## amilapsn one year ago Challenge Question: $\color{blueviolet}{\Large\sf{Differentiate\ w.r.t.\ x}}$

1. amilapsn

$\color{blueviolet}{\large\sf{\frac{1}{x^{\alpha-\beta}+x^{\gamma-\beta}+1}+\frac{1}{x^{\gamma-\alpha}+x^{\beta-\alpha}+1}+\frac{1}{x^{\beta-\gamma}+x^{\alpha-\gamma}+1}}}$

2. anonymous

For non-zero $$x$$, the derivative is $$0$$.

3. anonymous

$\frac{1}{x^{\alpha-\beta}+1+x^{\gamma-\beta}}=\frac{x^\beta}{x^\alpha+x^\beta+x^\gamma}$ Do the same with the other two terms, you have $\frac{x^\alpha+x^\beta+x^\gamma}{x^\alpha+x^\beta+x^\gamma}=1$

4. Empty

Even if x=0 you aren't dividing by zero, so I don't think that matters @sithsandgiggles

5. anonymous

But $$\dfrac{0}{0}$$ is an indeterminate form.
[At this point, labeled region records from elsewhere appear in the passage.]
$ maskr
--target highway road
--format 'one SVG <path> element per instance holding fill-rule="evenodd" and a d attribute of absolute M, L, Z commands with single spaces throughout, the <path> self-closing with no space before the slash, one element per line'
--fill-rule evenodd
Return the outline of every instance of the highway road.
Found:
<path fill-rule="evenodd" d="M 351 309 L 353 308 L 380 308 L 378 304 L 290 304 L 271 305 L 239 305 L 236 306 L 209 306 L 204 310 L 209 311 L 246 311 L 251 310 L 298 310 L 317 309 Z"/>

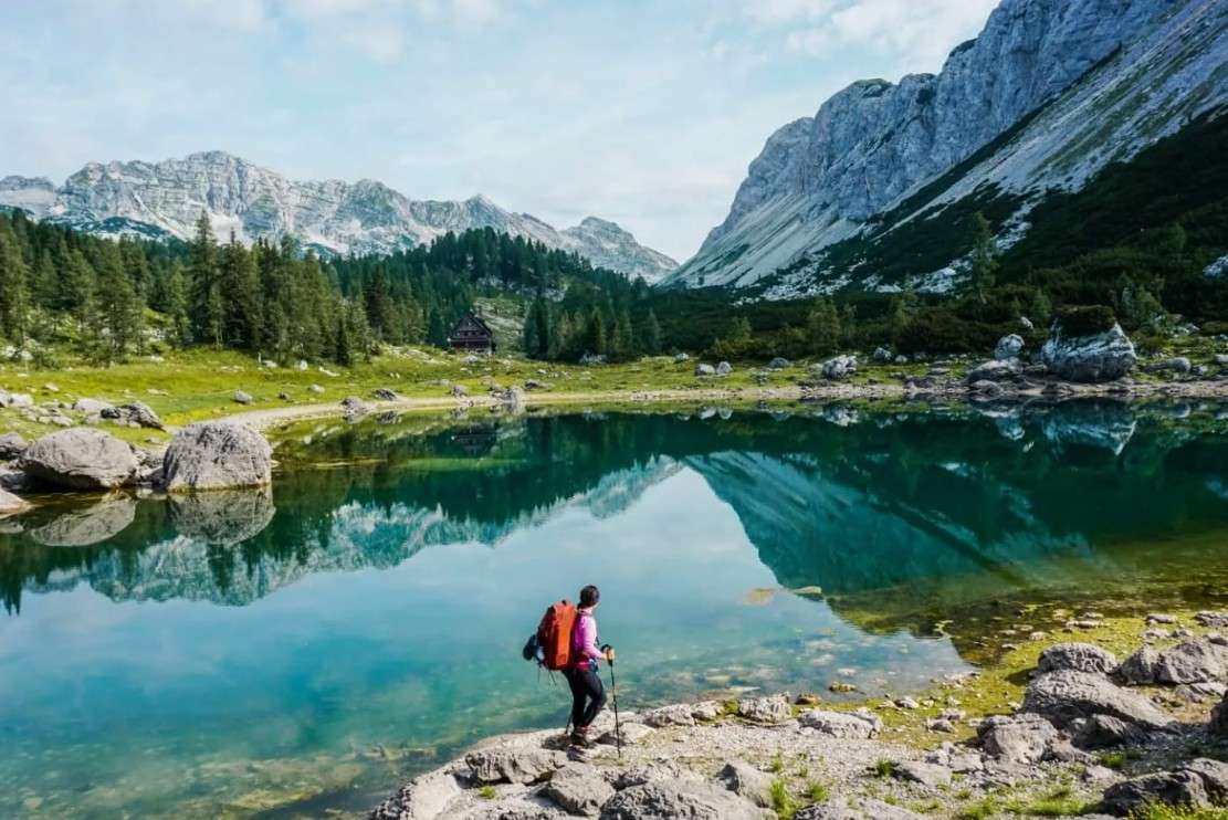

It certainly does matter if $$x=0$$ in the rewritten expression.

6. Empty

Yeah but the rewritten expression isn't the original one, it's just a thing you made up to solve the problem.

7. anonymous

Without rewriting: Let's just consider these two terms. $\frac{1}{x^{\alpha-\beta}+x^{\gamma-\beta}+1}+\frac{1}{x^{\alpha-\gamma}+x^{\beta-\gamma}+1}$ Suppose $$\alpha<\beta<\gamma$$. Then $$\gamma-\beta>0$$, but $$\beta-\gamma<0$$. So if $$x=0$$, $$x^{\gamma-\beta}=0$$, but $$x^{\beta-\gamma}$$ is undefined. I maintain the original function isn't defined for $$x=0$$, but even if it was that wouldn't imply that the derivative exists at $$x=0$$.